Revenues at ASPAC Management and Franchising rose 8.2% year over year (up 8.3% at constant currency) to $40 million. RevPAR for comparable ASPAC full-service hotels declined 3.5% on account of political unrest in Hong Kong, which offset growth in Japan and South Korea. While occupancy was down 70 bps, ADR declined 2.7% in the quarter. Adjusted EBITDA jumped 20.2% (up 20.2% at constant currency) to $28 million.
Revenues at EAME/SW Asia Management and Franchising improved 17.5% to $25 million. Comparable EAME/SW Asia full-service hotels’ RevPAR increased 7.2% due to robust demand in most of the European markets. While ADR decreased 1.9%, occupancy rose 500 bps. Adjusted EBITDA rose 25.9% (were up 27.6% at constant currency) to $16 million.

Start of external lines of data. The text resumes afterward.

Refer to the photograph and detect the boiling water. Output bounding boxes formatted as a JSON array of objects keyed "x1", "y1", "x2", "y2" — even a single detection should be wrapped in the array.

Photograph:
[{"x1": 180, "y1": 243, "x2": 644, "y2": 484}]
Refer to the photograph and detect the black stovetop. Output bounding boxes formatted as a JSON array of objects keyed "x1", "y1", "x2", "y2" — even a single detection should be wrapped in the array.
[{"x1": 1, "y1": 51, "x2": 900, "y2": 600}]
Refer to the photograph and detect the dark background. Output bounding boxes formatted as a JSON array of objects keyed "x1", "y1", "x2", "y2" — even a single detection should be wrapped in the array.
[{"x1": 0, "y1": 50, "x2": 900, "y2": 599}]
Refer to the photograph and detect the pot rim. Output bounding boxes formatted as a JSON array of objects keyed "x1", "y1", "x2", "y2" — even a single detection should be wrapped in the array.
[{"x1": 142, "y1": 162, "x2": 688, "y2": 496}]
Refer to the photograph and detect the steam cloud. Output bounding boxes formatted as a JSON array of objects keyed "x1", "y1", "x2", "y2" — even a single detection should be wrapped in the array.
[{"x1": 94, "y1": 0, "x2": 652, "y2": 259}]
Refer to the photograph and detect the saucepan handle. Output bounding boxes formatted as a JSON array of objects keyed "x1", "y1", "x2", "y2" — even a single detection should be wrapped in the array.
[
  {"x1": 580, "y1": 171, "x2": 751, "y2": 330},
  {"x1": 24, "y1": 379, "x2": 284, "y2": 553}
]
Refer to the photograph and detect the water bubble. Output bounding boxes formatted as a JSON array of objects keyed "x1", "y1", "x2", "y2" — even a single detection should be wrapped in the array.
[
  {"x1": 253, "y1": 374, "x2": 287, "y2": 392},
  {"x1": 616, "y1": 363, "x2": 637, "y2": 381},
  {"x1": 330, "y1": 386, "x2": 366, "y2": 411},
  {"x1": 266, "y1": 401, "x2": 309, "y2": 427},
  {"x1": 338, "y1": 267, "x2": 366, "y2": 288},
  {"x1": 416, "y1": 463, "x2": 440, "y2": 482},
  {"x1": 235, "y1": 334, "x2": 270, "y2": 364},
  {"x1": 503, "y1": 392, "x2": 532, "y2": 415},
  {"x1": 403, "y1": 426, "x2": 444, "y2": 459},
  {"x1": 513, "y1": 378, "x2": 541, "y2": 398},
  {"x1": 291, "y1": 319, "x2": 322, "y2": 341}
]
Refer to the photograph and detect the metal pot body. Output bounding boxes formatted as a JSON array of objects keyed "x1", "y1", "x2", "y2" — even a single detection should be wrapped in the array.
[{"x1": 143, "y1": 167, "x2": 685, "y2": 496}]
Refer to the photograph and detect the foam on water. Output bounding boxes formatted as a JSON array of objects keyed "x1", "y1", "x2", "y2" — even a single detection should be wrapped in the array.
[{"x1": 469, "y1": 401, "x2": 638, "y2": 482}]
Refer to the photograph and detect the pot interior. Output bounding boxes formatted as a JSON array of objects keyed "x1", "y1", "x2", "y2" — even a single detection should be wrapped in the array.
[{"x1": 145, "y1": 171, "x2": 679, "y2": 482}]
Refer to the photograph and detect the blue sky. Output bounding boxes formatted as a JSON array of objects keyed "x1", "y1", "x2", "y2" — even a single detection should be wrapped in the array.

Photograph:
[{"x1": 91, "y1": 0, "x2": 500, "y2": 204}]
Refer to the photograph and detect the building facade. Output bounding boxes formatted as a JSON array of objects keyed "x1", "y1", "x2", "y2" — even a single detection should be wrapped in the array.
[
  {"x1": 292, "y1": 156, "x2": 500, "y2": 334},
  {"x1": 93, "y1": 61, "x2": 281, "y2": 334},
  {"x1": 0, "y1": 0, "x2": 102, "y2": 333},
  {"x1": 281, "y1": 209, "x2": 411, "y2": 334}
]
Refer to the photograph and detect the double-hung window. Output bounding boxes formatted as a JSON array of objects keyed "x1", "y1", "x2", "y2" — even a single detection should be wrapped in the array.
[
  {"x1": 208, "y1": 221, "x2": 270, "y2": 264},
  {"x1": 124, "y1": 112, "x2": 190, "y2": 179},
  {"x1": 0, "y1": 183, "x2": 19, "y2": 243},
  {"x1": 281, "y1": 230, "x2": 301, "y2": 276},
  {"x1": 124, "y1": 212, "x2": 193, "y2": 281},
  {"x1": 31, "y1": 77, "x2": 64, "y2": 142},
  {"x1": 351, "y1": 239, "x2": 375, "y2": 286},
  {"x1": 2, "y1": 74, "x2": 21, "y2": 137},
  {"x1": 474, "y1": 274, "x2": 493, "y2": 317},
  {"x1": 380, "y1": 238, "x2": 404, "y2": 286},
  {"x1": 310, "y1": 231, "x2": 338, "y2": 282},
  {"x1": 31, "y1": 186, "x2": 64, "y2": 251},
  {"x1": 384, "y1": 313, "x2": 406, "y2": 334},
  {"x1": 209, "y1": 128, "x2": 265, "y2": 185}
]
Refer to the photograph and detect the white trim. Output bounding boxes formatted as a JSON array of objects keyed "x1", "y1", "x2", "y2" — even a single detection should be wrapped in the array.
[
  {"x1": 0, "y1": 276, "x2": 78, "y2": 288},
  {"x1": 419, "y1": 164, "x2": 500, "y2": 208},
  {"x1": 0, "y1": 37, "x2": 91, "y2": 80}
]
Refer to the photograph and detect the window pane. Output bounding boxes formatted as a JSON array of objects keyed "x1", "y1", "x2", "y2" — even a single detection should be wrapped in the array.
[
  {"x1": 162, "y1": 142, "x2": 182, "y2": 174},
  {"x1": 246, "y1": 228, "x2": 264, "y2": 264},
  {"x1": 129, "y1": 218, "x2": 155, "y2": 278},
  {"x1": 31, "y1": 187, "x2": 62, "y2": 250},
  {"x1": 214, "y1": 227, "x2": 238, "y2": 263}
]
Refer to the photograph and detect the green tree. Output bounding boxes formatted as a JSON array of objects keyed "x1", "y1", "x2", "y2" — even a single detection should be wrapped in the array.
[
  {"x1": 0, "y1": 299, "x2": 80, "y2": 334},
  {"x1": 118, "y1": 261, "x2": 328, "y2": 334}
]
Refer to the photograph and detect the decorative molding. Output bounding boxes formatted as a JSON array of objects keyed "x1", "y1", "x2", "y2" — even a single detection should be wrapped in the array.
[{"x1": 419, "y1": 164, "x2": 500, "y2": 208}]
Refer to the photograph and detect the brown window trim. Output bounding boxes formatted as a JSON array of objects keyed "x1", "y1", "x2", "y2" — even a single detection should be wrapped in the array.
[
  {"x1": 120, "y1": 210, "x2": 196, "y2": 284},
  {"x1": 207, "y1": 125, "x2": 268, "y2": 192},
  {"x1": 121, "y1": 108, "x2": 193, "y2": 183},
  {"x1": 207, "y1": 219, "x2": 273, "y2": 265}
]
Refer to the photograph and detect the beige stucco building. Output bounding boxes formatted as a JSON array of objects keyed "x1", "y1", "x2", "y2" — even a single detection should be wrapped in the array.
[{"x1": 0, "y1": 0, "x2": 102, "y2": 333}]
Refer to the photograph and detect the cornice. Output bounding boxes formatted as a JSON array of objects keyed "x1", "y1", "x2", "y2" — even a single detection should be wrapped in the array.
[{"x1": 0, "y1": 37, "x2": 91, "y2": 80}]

As of Dec 31, 2019, Hyatt reported cash and cash equivalents of $893 million. The total debt was $1.623 billion as of Dec 31, 2019. During fourth-quarter 2019, Hyatt repurchased 1,791,854 Class A shares for nearly $141 million. The company ended the fourth quarter with 36,109,179 Class A and 65,463,274 Class B shares issued and outstanding.
Hyatt guidance does not include any impact of the coronavirus outbreak. The company stated that the impact of coronavirus on its business cannot be determined at this time. The company expects net income of roughly $113-$144 million. Adjusted EBITDA is anticipated in the $760-$780 million band. Comparable system-wide RevPAR is expected to be in the range of down 0.5% to up 1.5% year over year. On a net-rooms basis, Hyatt continues to expect unit growth of roughly 6.5-7%, reflecting 80 new hotel openings.
How Have Estimates Been Moving Since Then?
In the past month, investors have witnessed a downward trend in estimates revision. The consensus estimate has shifted -51.44% due to these changes.
At this time, Hyatt Hotels has a poor Growth Score of F, however its Momentum Score is doing a bit better with a D. Charting a somewhat similar path, the stock was allocated a grade of C on the value side, putting it in the middle 20% for this investment strategy.
Overall, the stock has an aggregate VGM Score of D. If you aren't focused on one strategy, this score is the one you should be interested in.
Estimates have been broadly trending downward for the stock, and the magnitude of these revisions indicates a downward shift. Notably, Hyatt Hotels has a Zacks Rank #3 (Hold). We expect an in-line return from the stock in the next few months.